A rotational mechanism in accordance with this invention having the above-mentioned objects is provided with (1) a casing of spherical form in its interior, which is disposed midway in a passage of fluid flowing from one side to the other; (2) a pair of shafts respectively having an axial line which passes through the center of the spherical space or chamber within the casing and cross each other at that center in a plane substantially perpendicular to the flow of the fluid; and (3) a pair of impellers attached respectively to the pair of shafts for rotating thereabout along the inner surface of the spherical interior of the casing, each impeller being provided with at least two flat vanes and at least two bent vanes alternately positioned with the flat vanes and bent in the direction of rotation. Each flat plate vane of one impeller is contacted by a bent vane of the other impeller so as to constantly and dynamically partition the spherical space or chamber in the casing interior by this alternate interfolding of the two kinds of vanes.
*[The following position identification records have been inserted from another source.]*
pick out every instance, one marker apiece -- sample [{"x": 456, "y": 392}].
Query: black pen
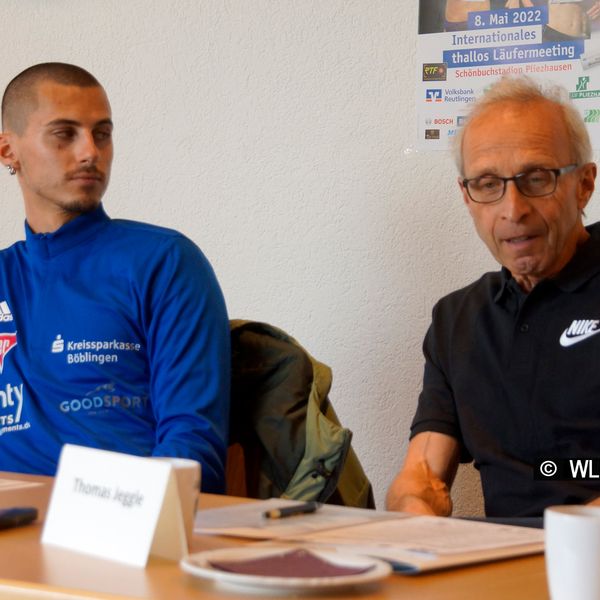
[{"x": 290, "y": 511}]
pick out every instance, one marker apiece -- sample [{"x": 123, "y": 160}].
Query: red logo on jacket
[{"x": 7, "y": 342}]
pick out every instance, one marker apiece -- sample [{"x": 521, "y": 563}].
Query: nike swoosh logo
[{"x": 568, "y": 340}]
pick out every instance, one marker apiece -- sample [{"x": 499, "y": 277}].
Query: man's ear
[
  {"x": 586, "y": 184},
  {"x": 463, "y": 190},
  {"x": 7, "y": 154}
]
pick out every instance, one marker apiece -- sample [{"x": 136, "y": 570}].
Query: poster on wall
[{"x": 465, "y": 45}]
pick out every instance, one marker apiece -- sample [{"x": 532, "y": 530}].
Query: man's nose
[
  {"x": 87, "y": 148},
  {"x": 514, "y": 204}
]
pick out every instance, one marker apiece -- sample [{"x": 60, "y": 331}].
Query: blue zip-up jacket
[{"x": 113, "y": 335}]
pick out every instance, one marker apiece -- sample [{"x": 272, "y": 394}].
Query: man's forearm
[{"x": 418, "y": 490}]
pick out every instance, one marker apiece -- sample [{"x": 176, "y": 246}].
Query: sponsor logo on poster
[
  {"x": 592, "y": 115},
  {"x": 581, "y": 90},
  {"x": 435, "y": 71},
  {"x": 434, "y": 95}
]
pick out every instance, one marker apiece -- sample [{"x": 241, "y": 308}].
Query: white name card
[{"x": 115, "y": 506}]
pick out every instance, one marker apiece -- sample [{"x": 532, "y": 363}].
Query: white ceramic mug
[
  {"x": 188, "y": 473},
  {"x": 573, "y": 552}
]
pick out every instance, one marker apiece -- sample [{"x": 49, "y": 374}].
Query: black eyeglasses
[{"x": 532, "y": 183}]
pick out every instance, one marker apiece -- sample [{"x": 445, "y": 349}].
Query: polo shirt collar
[{"x": 71, "y": 234}]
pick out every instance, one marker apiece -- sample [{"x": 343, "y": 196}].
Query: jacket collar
[{"x": 71, "y": 234}]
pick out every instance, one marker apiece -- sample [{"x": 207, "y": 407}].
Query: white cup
[
  {"x": 573, "y": 552},
  {"x": 187, "y": 473}
]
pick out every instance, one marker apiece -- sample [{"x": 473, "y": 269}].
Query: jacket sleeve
[{"x": 188, "y": 344}]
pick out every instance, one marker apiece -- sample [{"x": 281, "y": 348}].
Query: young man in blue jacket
[{"x": 113, "y": 333}]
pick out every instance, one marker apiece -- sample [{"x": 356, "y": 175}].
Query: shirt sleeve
[
  {"x": 187, "y": 332},
  {"x": 436, "y": 409}
]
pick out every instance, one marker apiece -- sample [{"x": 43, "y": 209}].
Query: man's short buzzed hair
[
  {"x": 525, "y": 90},
  {"x": 20, "y": 97}
]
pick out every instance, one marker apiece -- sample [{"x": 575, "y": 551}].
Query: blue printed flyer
[{"x": 465, "y": 45}]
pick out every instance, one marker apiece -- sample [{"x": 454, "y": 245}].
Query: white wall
[{"x": 279, "y": 135}]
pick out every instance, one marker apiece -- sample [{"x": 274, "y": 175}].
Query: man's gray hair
[{"x": 523, "y": 89}]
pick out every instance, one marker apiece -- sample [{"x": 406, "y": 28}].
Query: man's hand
[
  {"x": 594, "y": 11},
  {"x": 422, "y": 486}
]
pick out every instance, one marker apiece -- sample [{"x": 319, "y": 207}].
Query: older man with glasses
[{"x": 512, "y": 361}]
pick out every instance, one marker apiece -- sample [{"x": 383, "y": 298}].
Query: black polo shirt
[{"x": 515, "y": 377}]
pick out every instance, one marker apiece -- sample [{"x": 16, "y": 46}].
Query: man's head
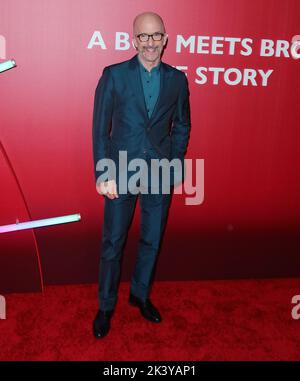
[{"x": 144, "y": 24}]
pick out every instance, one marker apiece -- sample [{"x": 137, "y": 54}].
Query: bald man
[{"x": 141, "y": 107}]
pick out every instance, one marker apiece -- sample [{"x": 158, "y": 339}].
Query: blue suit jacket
[{"x": 120, "y": 118}]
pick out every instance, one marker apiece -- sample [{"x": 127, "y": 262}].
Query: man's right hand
[{"x": 108, "y": 189}]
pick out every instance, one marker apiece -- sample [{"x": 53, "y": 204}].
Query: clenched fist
[{"x": 108, "y": 189}]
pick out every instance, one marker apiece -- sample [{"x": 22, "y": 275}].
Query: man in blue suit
[{"x": 141, "y": 107}]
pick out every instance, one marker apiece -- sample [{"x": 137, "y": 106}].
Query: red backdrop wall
[{"x": 248, "y": 136}]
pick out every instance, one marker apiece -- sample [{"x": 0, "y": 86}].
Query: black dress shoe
[
  {"x": 147, "y": 309},
  {"x": 101, "y": 324}
]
In a silencer, which is one exemplary use of the rotational mechanism the invention, the rotational mechanism per se is disposed inside the main body of the silencer, and a noisy air current is passed through the pair of impellers for noise muffling while passing therethrough. This invention has thus succeeded in the provision of a silencer of compact size and light weight which is highly improved in noise muffling.
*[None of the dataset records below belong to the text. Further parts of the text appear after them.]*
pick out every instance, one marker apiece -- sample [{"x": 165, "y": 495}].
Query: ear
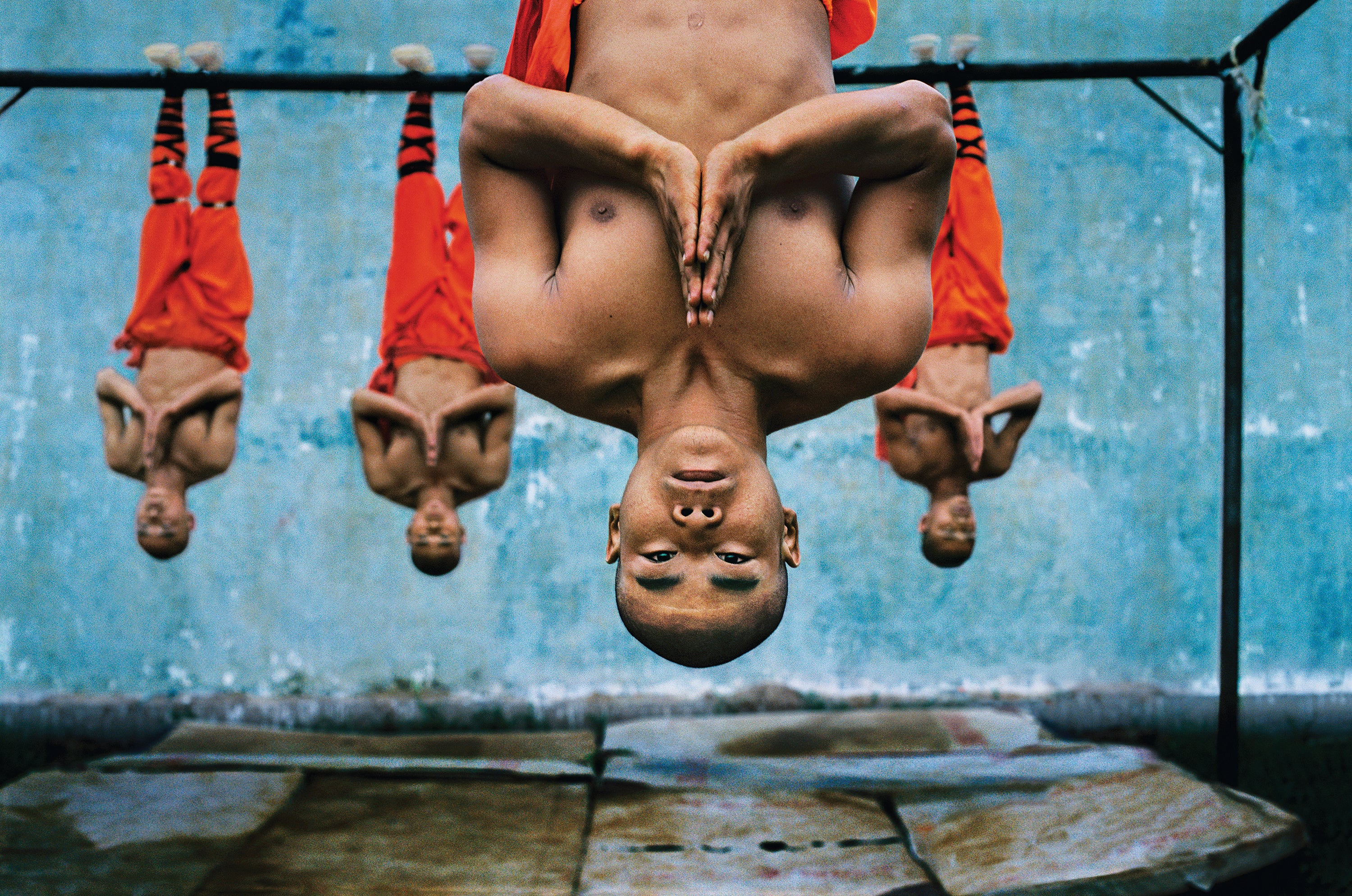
[
  {"x": 789, "y": 548},
  {"x": 613, "y": 536}
]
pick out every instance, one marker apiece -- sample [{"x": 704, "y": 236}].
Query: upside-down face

FIG. 1 is a partly exploded perspective view of an embodiment of a silencer of this invention;
FIG. 2 is an exploded perspective view of the main body of the silencer;
FIG. 3 is an elevational view of the main body of the silencer, with one half of the casing removed;
FIGS. 4 (a)-(c) show, respectively, an elevation, plan, and profile of one impeller;
FIGS. 5 (a)-(c) show, respectively, an elevation, plan, and profile of the other impeller;
FIG. 6 is a drawing illustrating the cross-sectional projectional areas A and B, as viewed in the air flow direction, on the rotary vanes within their chamber and which receive the force of air the current chamber within the space partitioned into two parts by the both axes;
FIG. 7 is a perspective view showing use of a rotary pump as another embodiment of this invention; and
FIG. 8 is an elevational view of the rotary pump of FIG. 7 which corresponds to FIG. 3.
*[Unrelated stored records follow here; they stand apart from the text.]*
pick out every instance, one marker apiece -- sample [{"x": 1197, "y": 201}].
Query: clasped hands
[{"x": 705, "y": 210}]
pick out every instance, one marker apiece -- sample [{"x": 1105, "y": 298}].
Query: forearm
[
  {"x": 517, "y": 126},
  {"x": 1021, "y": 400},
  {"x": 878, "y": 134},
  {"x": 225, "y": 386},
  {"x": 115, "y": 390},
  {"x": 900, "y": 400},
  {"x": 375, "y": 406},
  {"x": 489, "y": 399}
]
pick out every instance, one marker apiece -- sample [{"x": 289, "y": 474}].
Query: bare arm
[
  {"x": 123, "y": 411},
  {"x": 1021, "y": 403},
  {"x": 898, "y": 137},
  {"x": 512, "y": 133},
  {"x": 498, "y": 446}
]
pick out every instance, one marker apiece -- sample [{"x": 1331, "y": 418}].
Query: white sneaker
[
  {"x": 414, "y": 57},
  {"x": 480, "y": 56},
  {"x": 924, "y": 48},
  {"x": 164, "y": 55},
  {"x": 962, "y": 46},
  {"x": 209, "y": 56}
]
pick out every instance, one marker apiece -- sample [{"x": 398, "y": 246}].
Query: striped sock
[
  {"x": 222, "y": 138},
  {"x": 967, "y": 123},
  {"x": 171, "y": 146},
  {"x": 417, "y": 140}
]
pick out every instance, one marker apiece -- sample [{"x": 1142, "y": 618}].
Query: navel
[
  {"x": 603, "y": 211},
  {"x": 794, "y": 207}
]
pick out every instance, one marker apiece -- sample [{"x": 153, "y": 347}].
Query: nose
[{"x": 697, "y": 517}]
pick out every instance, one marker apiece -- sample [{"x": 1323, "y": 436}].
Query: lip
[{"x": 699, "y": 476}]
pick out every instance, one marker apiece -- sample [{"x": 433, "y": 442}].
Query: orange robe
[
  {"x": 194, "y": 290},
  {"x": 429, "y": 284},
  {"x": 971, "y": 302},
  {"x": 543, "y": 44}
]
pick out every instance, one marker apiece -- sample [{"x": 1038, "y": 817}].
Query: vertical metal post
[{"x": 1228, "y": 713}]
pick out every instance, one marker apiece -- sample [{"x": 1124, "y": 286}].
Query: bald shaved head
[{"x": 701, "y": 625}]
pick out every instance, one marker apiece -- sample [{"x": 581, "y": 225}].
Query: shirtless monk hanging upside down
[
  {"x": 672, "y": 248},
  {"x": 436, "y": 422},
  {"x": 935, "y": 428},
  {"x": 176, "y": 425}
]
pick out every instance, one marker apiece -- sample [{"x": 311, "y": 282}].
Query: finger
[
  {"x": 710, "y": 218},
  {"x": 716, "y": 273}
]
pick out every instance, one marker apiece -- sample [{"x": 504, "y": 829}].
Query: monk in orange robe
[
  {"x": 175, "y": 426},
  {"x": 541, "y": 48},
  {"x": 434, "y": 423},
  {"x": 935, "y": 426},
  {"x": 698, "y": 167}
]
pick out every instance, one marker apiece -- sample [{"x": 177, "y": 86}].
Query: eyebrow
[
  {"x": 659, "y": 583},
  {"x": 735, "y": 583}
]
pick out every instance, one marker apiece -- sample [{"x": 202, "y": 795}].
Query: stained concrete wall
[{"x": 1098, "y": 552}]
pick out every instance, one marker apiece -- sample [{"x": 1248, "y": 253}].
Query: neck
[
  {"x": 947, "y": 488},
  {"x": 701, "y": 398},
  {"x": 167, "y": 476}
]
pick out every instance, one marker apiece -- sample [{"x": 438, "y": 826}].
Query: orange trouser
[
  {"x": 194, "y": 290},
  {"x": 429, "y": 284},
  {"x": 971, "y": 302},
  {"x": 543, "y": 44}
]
In FIG. 1 a silencer in accordance with this invention is shown mounted in a model plane engine. In the drawing, 1 designates an exhaust outlet and 2 designates an exhaust gas pipe which is connected by a sleeve 3 to an expansion pipe 4 of the silencer (a funnel shaped pipe having a gradually enlarged diameter). The larger end of exhaust gas pipe 4 is formed into a cylindrical shape for being fitted with screws to one end of on the outer periphery of a casing 5 of the main body of the silencer. On its outer periphery at its other end, the casing 5 is also fitted with a funnel shaped compression pipe 6 having a gradually decreasing diameter, which is similarly fixed with screws. The expansion pipe 4, the casing 5, and the compression pipe 6 constitute the mentioned silencer. At the cylindrical portion of the expansion pipe 4 is fixed a support fitting 20 for supporting and positioning the silencer.
As shown in FIG. 2, the casing 5 of the silencer consists of two halves or half-sections 5a and 5b, one being the inlet and the other the outlet. The inner surfaces of the two halves 5a and 5b, when the halves are assembled, define a spherical chamber or space communicating with the expansion and compression pipes 4 and 6 through the inlet and outlet formed in the halves. The two halves 5a and 5b are connected by a machined faucet type joint (socket-spigot joint) to each other at a plane which is substantially perpendicular to the line of flow of the exhaust gas and which passes through the center of the spherical chamber. The two halves are fastened together with screws.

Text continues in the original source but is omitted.